Here in New England, this is the time of year when bugs and bees are most active. And also the time of year when we’re most susceptible to their bites and stings. This year it’s especially true because of the mild winter we’ve just had. For example, ticks, which carry Lyme disease, don’t hibernate. All they need is a mild winter to provide more days and weeks to breed more ticks.

Although most bug bites and stings are harmless, some can be dangerous. This is especially true if you are allergic to the bug’s venom, or if the bug is carrying a disease.

In the United States, it’s common to experience a bite or sting from the following types of bugs: mosquitoes, fleas, bedbugs, biting flies, mites, bees, spiders, ticks, and fire ants.

If you’re travelling to a different part of the country, such as North Carolina, Oklahoma, Arkansas, Tennessee, and Missouri where Rocky Mountain spotted fever is most commonly found, or outside of the country, where dangers like the Zika virus are lurking, you should make it a priority to learn which insects and habitats to avoid or be wary of.
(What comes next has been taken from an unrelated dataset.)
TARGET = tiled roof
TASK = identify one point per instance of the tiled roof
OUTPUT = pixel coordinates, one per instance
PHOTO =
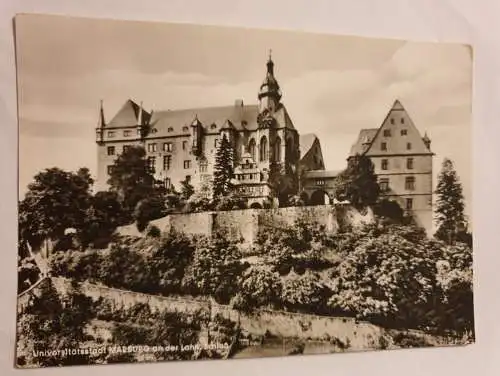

Most bug bites and stings can be safely treated at home with topical medication, such as hydrocortisone cream or ointment, or an oral antihistamine to reduce the itch. However, sometimes a bug bite or sting can turn into something serious – particularly if you have been bitten or stung by many insects at the same time.

If you experience any of the following symptoms after a bug bite or sting it is advisable to go to the emergency room immediately:

  1. Difficulty breathing
  2. The sensation that your throat is closing
  3. Swollen lips, tongue or face
  4. Chest pain
  5. Racing heartbeat that lasts more than a few minutes
  6. Dizziness
  7. Vomiting
  8. Severe headache
Although most bug bites and stings are not life threatening, it’s important to pay attention to your symptoms. If you have any of the following, be advised to see a board-certified dermatologist or skin care specialist right away:
  • A red, donut-shaped rash that develops after a tick bite could be a sign of Lyme disease, which should be treated with antibiotics.
  • A fever with a red or black, spotty rash that spreads could be a sign of Rocky Mountain spotted fever, a bacterial infection carried by ticks, which should also be treated immediately.